Well, we were only nine; what did we know? Poor Saffy was convinced she was going to start sprouting wings or turning green. Later on, of course, she discovered that she had been born too early and had been put in an incubator, so then she stopped worrying about being an alien and got a bit boastful.
“I was a premature baby!”
Like it was something clever. If ever she starts to get above herself I remind her of the time she thought she was an alien, but I have never told a living soul about it and I never will. Her secret is safe with me! Because that is how it is with me and Saffy.
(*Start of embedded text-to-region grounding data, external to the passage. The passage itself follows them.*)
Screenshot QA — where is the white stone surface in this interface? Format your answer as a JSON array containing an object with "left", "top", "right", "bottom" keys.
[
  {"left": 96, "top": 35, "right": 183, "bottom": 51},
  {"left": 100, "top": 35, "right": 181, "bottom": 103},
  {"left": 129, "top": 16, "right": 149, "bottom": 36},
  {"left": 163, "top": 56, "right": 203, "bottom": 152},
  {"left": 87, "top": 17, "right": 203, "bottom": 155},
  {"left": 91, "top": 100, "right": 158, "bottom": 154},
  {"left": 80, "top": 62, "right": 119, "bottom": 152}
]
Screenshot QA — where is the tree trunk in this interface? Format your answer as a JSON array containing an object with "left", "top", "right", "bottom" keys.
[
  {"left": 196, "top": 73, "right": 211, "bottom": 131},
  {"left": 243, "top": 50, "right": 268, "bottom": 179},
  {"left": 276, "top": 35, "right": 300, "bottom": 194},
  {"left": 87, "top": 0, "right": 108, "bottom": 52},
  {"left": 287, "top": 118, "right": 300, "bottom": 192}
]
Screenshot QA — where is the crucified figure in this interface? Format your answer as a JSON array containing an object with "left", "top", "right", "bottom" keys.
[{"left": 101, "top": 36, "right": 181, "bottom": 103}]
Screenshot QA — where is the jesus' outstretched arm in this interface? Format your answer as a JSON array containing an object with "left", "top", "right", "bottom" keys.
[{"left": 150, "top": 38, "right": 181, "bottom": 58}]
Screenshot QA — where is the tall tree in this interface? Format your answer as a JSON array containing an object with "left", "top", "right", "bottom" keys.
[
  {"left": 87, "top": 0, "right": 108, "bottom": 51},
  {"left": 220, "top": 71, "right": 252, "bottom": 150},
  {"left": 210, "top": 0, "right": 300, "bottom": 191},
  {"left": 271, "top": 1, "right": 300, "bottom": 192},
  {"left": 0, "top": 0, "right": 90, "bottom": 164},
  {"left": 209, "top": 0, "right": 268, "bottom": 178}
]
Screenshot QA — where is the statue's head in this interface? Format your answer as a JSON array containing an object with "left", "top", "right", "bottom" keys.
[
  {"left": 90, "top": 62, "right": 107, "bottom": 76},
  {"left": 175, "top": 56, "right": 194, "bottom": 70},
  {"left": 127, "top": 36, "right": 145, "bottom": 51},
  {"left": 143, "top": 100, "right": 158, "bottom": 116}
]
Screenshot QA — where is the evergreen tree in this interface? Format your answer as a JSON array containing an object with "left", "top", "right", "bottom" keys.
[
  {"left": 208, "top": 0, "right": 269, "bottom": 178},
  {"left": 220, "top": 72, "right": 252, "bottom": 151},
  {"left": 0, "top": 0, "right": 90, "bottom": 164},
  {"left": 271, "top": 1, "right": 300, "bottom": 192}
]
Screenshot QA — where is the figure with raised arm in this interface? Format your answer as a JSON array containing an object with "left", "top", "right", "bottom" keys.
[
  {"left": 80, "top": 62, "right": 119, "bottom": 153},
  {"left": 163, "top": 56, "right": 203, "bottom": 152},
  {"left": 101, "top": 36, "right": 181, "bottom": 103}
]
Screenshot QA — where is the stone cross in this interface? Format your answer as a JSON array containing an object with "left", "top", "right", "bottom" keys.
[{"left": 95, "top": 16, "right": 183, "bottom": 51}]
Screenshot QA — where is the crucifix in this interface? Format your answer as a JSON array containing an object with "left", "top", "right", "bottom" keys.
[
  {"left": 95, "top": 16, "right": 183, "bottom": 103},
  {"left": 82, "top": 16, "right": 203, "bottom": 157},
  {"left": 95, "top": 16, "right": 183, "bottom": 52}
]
Maybe because of being premature, Saffy is incredibly dainty. She is not terribly pretty, as her nose is a bit pointy and her mouth is rather on the small side, but she is very sweet and delicate-looking. She has green eyes, like a cat – she really ought to be called Emerald, not Sapphire! – and feathery red-gold hair. Oh, and she has freckles, which she hates, but which personally I think are really cool. I would like to have freckles! I once tried painting some on out a rather horrible boy in our class yelled “Spotty!” at me, so I didn’t do it any more.
Alone of all us three pennies, I take after Dad. Mum is slim and graceful: Dad is tubby. He is also a bit thin on top, which I am not! I have fair hair, like Petal – quite thick. But whereas Petal’s is thick and straight, mine unfortunately is thick and curly. Ugh! I hate curls. Another thing I once tried, I spread my hair on the ironing board and ironed it, to get the kinks out, but instead I just went and frizzed it up into a mad mess like a Brillo pad. I didn’t try that again! Saffy suggested I should hang heavy weights off it, which seemed like it might work. So I collected up all these big stones from the garden and spent hours in my bedroom sewing little sacks for the stones to go in, I even stitched ribbons on to them – pink, ‘cos I wanted them to look nice in case anyone saw me – and I tied them on to my hair and went to bed all clunking and clanking in the hope that I would wake up in the morning with my hair as blissfully straight as Petal’s.
Well. Huh! What a brilliant idea that turned out to be. First off, I had to sleep on my front with my nose pressed into the pillow, as a result of which I nearly suffocated. Second, every time I moved a stone would go clonk! into my face. Third, I woke up with a headache; and fourth, it had no effect whatsoever on my hair. All that hard work and suffering for absolutely nothing!